Gosbert klopfte ihr sanft auf den Rücken. „Ach Liebes, das geschieht immer wieder. Wenn jemand Ärger macht und die Gefolgsleute aufwiegelt, was bleibt dem Herrn oder gar Fürst dann schon anderes übrig? Oft legen es diese Mönche geradezu darauf an, das ist das Wundersame an ihnen.“
„Aber der König und viele seiner Gefolgsleute sind doch dieses neuen Glaubens. Sollten wir da nicht auch …“
„Ja, das sind sie. Schon lange.
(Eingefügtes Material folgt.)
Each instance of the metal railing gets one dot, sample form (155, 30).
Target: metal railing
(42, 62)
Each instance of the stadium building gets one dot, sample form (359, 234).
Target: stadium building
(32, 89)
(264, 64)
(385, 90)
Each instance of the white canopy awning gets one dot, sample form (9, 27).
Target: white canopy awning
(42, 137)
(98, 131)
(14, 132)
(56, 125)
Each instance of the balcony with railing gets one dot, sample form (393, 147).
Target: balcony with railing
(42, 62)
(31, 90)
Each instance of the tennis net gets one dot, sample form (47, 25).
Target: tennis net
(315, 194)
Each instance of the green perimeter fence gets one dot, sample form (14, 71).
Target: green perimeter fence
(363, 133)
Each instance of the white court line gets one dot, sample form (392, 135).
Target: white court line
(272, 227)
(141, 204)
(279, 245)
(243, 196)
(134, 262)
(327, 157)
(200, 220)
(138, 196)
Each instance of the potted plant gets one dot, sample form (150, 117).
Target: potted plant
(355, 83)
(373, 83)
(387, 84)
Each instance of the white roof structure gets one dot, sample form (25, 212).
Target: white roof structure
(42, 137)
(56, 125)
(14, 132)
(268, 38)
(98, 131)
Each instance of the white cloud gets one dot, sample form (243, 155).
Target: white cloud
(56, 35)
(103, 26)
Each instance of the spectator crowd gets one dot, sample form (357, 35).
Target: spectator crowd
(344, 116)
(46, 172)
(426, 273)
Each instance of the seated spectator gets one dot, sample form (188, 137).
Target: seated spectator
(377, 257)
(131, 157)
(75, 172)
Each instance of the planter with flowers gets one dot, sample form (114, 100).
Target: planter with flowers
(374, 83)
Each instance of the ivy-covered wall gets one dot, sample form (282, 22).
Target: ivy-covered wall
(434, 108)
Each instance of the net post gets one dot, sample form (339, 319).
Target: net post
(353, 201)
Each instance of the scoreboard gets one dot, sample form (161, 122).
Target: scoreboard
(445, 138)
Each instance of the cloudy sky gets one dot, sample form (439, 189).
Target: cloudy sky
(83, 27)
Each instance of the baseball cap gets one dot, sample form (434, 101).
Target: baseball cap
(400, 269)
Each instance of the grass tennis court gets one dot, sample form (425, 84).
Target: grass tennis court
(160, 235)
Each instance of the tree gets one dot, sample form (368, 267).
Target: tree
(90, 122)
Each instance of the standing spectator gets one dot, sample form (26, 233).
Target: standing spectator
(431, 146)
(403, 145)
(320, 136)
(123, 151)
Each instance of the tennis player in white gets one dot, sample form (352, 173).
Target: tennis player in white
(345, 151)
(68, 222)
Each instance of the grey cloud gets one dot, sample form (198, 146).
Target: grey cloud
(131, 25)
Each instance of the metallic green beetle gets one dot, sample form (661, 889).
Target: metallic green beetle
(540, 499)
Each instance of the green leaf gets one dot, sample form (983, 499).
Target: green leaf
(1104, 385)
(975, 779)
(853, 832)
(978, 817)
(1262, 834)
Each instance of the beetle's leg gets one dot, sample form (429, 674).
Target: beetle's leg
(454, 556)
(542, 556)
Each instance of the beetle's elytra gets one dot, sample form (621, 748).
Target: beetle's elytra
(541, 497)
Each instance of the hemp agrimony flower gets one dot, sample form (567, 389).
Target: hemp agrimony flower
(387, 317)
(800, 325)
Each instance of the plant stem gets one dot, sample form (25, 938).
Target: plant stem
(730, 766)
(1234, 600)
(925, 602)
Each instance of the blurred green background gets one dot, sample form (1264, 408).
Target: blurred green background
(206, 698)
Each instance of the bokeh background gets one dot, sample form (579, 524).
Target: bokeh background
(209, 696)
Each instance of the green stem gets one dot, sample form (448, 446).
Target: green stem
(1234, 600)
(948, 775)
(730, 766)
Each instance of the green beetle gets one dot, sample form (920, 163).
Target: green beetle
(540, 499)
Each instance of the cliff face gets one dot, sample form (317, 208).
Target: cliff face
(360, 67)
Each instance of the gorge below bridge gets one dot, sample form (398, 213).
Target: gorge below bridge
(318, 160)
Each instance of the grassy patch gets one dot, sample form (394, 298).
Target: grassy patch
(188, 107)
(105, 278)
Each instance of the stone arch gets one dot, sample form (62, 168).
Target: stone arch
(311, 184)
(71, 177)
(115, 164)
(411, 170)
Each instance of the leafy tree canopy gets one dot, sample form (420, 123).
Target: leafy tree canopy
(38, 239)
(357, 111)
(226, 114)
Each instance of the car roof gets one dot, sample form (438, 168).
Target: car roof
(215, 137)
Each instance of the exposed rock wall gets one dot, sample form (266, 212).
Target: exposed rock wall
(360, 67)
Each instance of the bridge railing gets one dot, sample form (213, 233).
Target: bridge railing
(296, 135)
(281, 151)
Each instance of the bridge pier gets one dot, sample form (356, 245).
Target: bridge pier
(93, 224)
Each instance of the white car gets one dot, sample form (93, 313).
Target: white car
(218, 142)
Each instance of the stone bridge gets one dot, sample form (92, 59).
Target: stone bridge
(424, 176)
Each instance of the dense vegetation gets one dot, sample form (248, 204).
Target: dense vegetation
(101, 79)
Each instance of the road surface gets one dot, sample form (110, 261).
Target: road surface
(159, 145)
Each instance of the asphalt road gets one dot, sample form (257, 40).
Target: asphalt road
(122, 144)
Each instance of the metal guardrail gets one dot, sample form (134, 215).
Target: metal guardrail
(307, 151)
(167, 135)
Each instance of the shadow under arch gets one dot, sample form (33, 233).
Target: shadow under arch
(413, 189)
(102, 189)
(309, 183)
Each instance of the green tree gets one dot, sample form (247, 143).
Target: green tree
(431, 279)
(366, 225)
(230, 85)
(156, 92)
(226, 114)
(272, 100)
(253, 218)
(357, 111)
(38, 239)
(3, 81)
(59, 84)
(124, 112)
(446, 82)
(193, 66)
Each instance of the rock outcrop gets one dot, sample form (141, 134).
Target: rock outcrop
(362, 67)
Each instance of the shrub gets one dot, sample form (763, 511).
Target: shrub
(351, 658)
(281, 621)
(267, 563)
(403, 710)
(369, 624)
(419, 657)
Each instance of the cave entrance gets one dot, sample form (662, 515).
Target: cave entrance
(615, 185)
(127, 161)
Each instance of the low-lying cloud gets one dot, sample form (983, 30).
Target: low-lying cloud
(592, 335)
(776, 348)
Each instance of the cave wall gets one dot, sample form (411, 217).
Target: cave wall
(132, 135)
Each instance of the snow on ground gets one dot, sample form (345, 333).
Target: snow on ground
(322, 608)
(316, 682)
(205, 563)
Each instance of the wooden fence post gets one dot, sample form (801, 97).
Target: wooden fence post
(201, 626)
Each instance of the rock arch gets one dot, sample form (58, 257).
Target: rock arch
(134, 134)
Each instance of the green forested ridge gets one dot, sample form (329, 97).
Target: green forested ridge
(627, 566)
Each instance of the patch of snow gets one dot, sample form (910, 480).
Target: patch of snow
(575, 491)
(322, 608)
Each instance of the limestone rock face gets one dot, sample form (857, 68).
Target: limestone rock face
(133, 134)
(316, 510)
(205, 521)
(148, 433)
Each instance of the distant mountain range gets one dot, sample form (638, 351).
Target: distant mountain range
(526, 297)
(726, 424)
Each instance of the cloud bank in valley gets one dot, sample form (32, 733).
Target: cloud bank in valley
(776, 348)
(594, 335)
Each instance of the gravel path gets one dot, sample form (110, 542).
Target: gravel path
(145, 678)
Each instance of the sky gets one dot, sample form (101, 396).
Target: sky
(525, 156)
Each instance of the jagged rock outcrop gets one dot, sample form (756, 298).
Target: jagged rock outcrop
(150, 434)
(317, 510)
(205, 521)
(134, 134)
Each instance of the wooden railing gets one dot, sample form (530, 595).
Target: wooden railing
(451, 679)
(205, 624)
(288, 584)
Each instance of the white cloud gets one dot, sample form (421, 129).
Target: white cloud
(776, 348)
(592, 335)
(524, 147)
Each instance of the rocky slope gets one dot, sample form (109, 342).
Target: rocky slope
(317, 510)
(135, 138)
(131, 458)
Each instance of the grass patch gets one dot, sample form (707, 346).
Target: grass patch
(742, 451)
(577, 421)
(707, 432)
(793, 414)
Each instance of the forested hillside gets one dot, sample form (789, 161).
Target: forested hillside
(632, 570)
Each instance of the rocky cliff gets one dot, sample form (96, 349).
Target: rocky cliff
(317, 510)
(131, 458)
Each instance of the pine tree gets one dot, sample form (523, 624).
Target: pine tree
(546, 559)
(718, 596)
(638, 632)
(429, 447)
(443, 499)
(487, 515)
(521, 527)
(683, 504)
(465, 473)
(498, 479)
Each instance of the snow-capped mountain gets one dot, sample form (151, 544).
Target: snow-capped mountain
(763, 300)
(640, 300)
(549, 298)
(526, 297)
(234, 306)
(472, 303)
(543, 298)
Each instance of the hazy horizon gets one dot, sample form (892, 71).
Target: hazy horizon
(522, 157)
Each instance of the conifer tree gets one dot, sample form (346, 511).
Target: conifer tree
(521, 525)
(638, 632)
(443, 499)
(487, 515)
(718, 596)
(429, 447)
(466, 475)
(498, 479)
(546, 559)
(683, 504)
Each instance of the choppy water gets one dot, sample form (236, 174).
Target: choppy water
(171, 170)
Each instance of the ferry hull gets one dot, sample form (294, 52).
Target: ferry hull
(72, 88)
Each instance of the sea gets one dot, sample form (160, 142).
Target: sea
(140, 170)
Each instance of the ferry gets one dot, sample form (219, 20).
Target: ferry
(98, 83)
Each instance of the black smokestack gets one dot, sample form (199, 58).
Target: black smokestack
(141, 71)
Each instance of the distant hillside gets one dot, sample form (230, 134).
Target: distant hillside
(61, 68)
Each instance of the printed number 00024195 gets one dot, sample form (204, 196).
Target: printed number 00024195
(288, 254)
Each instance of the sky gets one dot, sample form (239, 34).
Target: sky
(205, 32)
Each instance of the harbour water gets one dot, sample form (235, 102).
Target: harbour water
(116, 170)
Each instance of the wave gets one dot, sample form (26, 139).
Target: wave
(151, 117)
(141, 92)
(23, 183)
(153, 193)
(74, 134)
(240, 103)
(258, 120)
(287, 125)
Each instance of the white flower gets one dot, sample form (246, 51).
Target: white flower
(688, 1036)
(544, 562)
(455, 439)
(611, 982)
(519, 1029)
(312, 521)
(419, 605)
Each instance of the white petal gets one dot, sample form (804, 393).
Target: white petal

Aber ebenso lange sind die verschiedenen Lande der fränkischen Reiche auch ihren eigenen Traditionen und Göttern gefolgt. Das ist gut für den Frieden. Wir haben genug damit zu tun, hereindringende Stämme zurückzuschlagen und das Land zu bestellen. Ich will keinen Glaubenshader in meiner Herrschaft. Ist doch ganz egal, welche Götter die Leute haben, solange sie folgsam sind.“
„Aber dann ist es doch auch gleich, wenn sie dem neuen Glauben folgen wollen. Damit schaden sie doch nicht.“
„Du verstehst es nicht. Du und ich, wir huldigen auch dem Kult der Diana. Nur wenige tun es uns gleich, aber wir fordern nicht, dass es alle tun. Dein Mönch aber schon, er will alle bekehren, wie er sagt. Stell dir vor, einer folgt, der nächste aber nicht. Zuerst entsteht der Hader, dann kommt das Blutvergießen. Willst du das?“
„Er ist nicht mein Mönch!“ Gosbert lachte. „Ich kann aber dennoch nicht glauben, dass Kilian und seine Gefährten danach trachten die Leute zu entzweien, bis das Blut fließt.“ Gailana stand auf, lief in der lichten Halle hin und her. Für Gosbert ein Zeichen, dass es angeraten war, sein Weib zu besänftigen.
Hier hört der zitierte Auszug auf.